Circulatory System Flashcards
How do small aquatic invertebrates obtain oxygen?
Diffusion through gastrovascular cavities.
Describe what open circulatory systems are and which organisms have them?
- No distinction between tissue fluid and blood = haemolymph
- Fluid squeezed through intercellular spaces by animal movement + muscular pump (tubular heart)
- e.g. insects.
Describe closed circulatory systems.
- Blood separate from blood
- Muscular pump (heart)
- Some blood components never leave vessels.
What are the advantages of circulatory systems?
- Blood flows through vessels than intracellular spaces
- Possible to selectively direct blood to specific areas
- Transport facilitating molecules can be kept within vessels
> Support higher level of metabolic activity.
What are the components of blood?
- Red blood cells
- White blood cells
- Platelets
- Plasma.
Describe red blood cells.
- Otherwise known as Erythrocytes
- Biconcave
- Have haemoglobin.
Describe the structure of haemoglobin.
- 2 alpha subunits
- 2 beta subunits
- Each has a haem (Fe) group
- Cooperative binding of oxygen.
What blood vessels make up the vascular system?
- Arteries
- Veins
- Capillaries.
Describe arteries and arterioles.
- Move blood away from heart
- Usually oxygenated
- Walls made of elastin and smooth muscle.

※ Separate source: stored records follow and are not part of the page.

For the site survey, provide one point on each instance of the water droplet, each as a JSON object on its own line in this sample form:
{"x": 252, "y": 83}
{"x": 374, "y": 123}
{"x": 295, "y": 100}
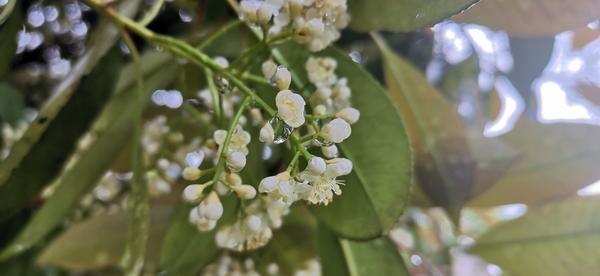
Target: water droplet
{"x": 51, "y": 13}
{"x": 282, "y": 130}
{"x": 222, "y": 85}
{"x": 35, "y": 16}
{"x": 185, "y": 15}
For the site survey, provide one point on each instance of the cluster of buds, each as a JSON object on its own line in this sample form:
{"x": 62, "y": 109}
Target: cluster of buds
{"x": 318, "y": 182}
{"x": 315, "y": 23}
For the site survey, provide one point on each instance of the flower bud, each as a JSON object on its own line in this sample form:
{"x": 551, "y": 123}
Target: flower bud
{"x": 268, "y": 184}
{"x": 244, "y": 191}
{"x": 236, "y": 161}
{"x": 336, "y": 131}
{"x": 269, "y": 68}
{"x": 267, "y": 134}
{"x": 248, "y": 9}
{"x": 264, "y": 13}
{"x": 211, "y": 207}
{"x": 221, "y": 61}
{"x": 330, "y": 152}
{"x": 349, "y": 114}
{"x": 338, "y": 167}
{"x": 253, "y": 223}
{"x": 320, "y": 110}
{"x": 290, "y": 108}
{"x": 193, "y": 193}
{"x": 282, "y": 78}
{"x": 204, "y": 224}
{"x": 316, "y": 165}
{"x": 194, "y": 159}
{"x": 234, "y": 179}
{"x": 256, "y": 116}
{"x": 191, "y": 174}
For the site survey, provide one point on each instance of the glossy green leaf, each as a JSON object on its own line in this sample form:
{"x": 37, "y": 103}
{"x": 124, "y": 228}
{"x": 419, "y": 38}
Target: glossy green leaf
{"x": 100, "y": 241}
{"x": 186, "y": 250}
{"x": 402, "y": 15}
{"x": 37, "y": 157}
{"x": 530, "y": 18}
{"x": 554, "y": 162}
{"x": 354, "y": 258}
{"x": 11, "y": 104}
{"x": 292, "y": 245}
{"x": 112, "y": 130}
{"x": 444, "y": 166}
{"x": 556, "y": 239}
{"x": 377, "y": 191}
{"x": 46, "y": 158}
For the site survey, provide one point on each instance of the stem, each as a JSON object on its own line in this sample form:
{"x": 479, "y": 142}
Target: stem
{"x": 216, "y": 35}
{"x": 184, "y": 50}
{"x": 137, "y": 203}
{"x": 223, "y": 156}
{"x": 152, "y": 12}
{"x": 294, "y": 161}
{"x": 215, "y": 95}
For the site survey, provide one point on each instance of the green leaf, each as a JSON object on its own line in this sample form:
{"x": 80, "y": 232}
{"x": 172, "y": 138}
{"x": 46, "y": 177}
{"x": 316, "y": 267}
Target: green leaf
{"x": 378, "y": 189}
{"x": 11, "y": 104}
{"x": 526, "y": 18}
{"x": 345, "y": 257}
{"x": 292, "y": 245}
{"x": 557, "y": 239}
{"x": 554, "y": 162}
{"x": 186, "y": 250}
{"x": 444, "y": 166}
{"x": 401, "y": 15}
{"x": 112, "y": 131}
{"x": 74, "y": 249}
{"x": 45, "y": 158}
{"x": 38, "y": 156}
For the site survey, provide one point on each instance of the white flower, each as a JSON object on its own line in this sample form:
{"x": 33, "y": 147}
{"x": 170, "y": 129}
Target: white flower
{"x": 244, "y": 191}
{"x": 236, "y": 161}
{"x": 254, "y": 223}
{"x": 248, "y": 9}
{"x": 281, "y": 186}
{"x": 233, "y": 179}
{"x": 267, "y": 134}
{"x": 290, "y": 108}
{"x": 316, "y": 165}
{"x": 338, "y": 167}
{"x": 193, "y": 193}
{"x": 221, "y": 61}
{"x": 320, "y": 110}
{"x": 336, "y": 131}
{"x": 268, "y": 69}
{"x": 194, "y": 159}
{"x": 282, "y": 78}
{"x": 349, "y": 114}
{"x": 191, "y": 174}
{"x": 202, "y": 223}
{"x": 264, "y": 13}
{"x": 330, "y": 151}
{"x": 211, "y": 207}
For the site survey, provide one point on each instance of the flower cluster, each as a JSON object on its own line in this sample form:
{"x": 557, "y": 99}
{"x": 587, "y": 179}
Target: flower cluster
{"x": 314, "y": 23}
{"x": 319, "y": 181}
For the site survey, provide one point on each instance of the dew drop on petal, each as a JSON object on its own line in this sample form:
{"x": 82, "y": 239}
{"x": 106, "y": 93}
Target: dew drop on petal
{"x": 185, "y": 15}
{"x": 282, "y": 130}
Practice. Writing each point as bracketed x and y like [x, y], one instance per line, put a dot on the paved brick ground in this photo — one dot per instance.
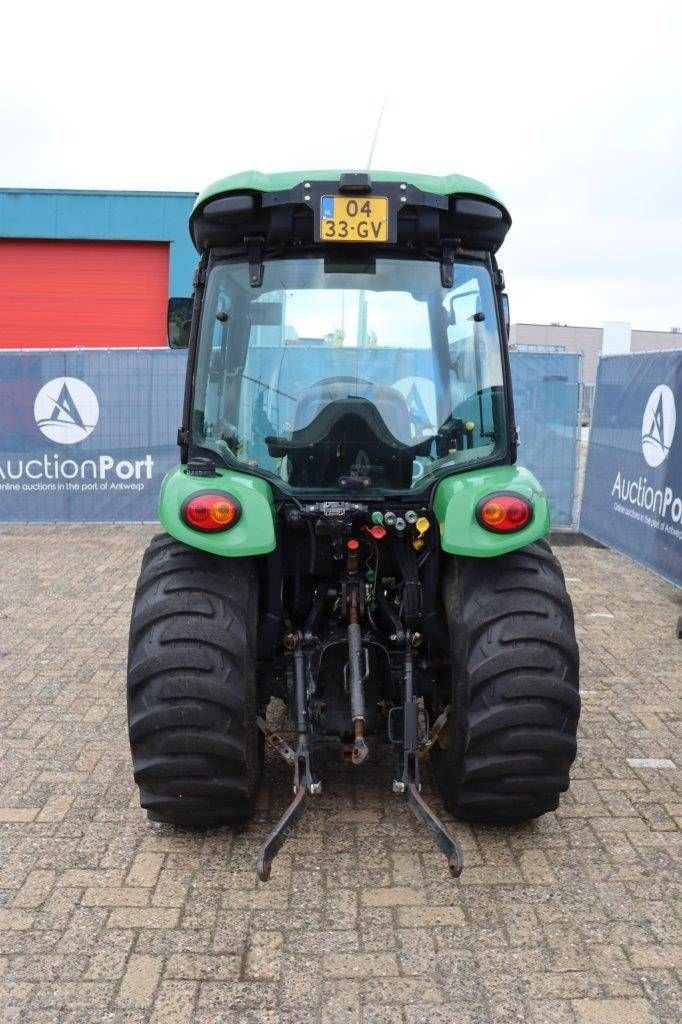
[104, 916]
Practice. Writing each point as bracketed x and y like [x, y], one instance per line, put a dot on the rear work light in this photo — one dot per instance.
[504, 512]
[211, 511]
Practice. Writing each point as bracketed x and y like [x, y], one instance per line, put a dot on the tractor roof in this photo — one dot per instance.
[445, 184]
[284, 207]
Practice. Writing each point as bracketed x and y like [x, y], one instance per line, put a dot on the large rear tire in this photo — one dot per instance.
[192, 686]
[515, 704]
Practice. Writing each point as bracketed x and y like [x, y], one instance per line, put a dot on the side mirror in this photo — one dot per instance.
[505, 313]
[179, 322]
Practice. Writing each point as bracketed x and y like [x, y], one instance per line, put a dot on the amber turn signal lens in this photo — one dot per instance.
[504, 513]
[211, 512]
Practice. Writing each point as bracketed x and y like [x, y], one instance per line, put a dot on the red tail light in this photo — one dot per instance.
[211, 511]
[504, 513]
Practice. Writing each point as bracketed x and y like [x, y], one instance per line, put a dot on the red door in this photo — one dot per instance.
[57, 294]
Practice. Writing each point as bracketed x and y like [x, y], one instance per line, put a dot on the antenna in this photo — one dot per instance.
[376, 133]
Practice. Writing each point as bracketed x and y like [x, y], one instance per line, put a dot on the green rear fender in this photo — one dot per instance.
[455, 503]
[253, 534]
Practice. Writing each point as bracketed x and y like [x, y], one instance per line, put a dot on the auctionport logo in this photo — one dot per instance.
[641, 500]
[67, 410]
[658, 425]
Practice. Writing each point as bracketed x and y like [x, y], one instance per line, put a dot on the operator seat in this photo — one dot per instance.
[348, 428]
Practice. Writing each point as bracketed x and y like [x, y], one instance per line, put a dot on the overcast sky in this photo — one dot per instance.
[571, 112]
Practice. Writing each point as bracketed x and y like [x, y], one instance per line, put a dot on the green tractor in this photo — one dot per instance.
[348, 529]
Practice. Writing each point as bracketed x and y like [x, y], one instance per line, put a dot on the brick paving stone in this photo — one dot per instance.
[103, 915]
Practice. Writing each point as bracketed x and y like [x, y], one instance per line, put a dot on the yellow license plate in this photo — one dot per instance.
[344, 218]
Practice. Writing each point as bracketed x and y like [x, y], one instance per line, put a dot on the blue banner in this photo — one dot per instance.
[87, 435]
[632, 499]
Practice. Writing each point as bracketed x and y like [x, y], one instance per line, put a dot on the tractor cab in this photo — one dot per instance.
[348, 332]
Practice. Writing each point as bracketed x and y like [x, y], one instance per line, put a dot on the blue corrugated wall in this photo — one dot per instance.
[121, 216]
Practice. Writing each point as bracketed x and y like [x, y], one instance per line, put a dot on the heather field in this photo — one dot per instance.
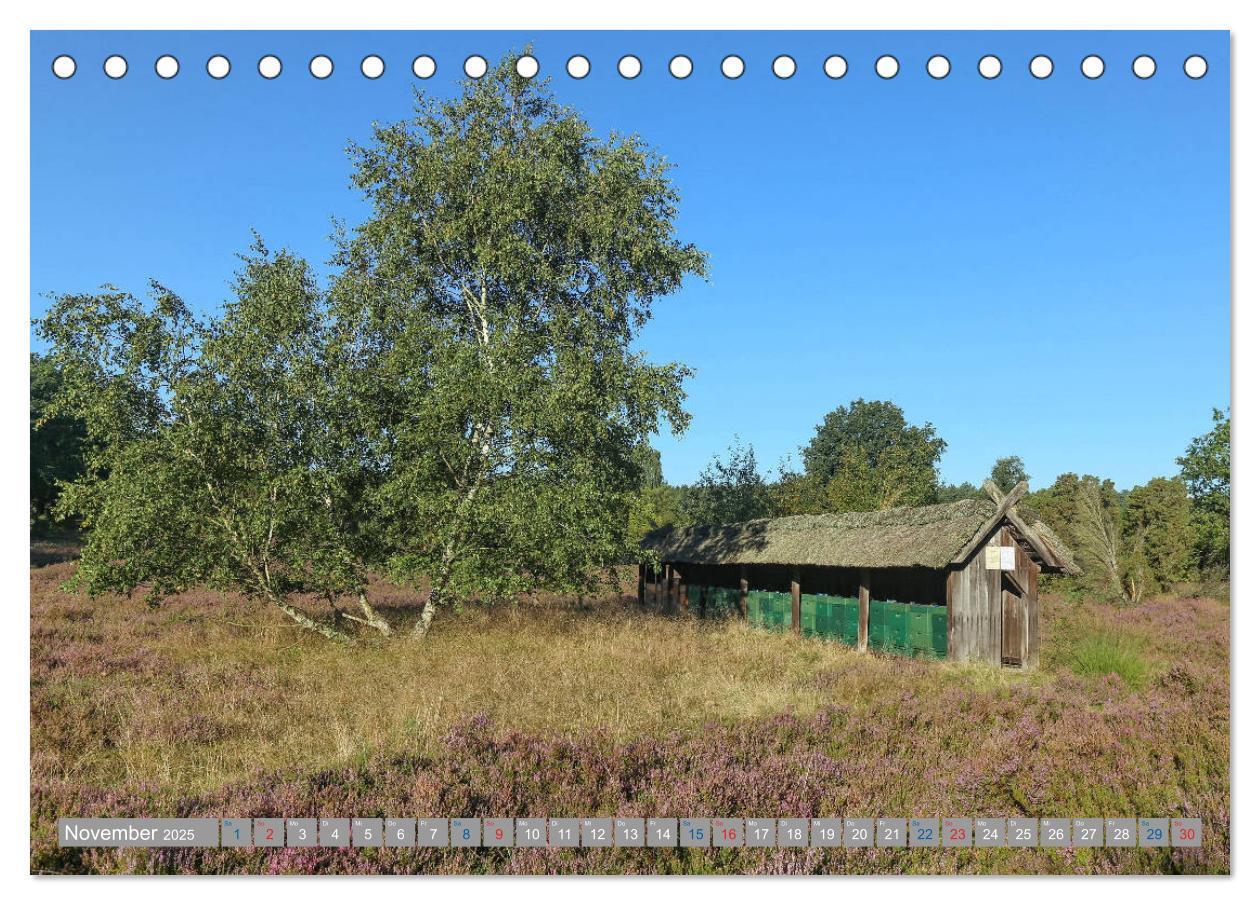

Describe veins and venules.
- Take blood to heart (except hepatic portal vein (liver))
- Usually deoxygenated
- Low pressure blood - moving against gravity.
Describe capillaries.
- Thin permeable walls
- Adjacent to all body cells
- Small diameter but huge number = slow blood flow
- Leaky - fenestrations
- Blood pressure squeezes out water and some solutes on arterial side
- Proteins and other solutes create osmotic potential - draws water back in on venous side
- Differentially selective.
Describe lymphatic vessels.
- Some tissue fluid not drawn back into capillaries
- System of blind-ended vessels
- Merge into larger vessels, drain into superior vena cava
- Lymph nodes
- Skeletal muscle movement.
Define atria.
Smaller chamber that blood initially returns to.
Define ventricles.
Larger chamber that collects blood and pressurises it.
Define pulmonary artery.
Takes blood to lungs.
Define pulmonary vein.
Returns blood from lungs.
Define aorta.
Takes blood to body.
Define Vena cava.
Returns blood from body.
What are pace maker cells?
Cells found in cardiac muscle which ensures the heart beats at the correct rhythm at that each cardiac muscle cells coordinates with each other i.e. beats at the same time.
How do pacemaker cells create their own action potentials?
Leaky membranes allow sodium to move in to cells and potassium to move out without any external triggers.
Define diastole.
Relaxing of the heart.
Define systole.
Compressing of the heart.
Define end-diastolic volume (EDV)?
Maximum amount of blood in ventricles at end of ventricular relaxation.
Define isovolumic ventricular contraction.
First phase of ventricular contraction pushes AV valves closed but does not create enough pressure to open semilunar valves.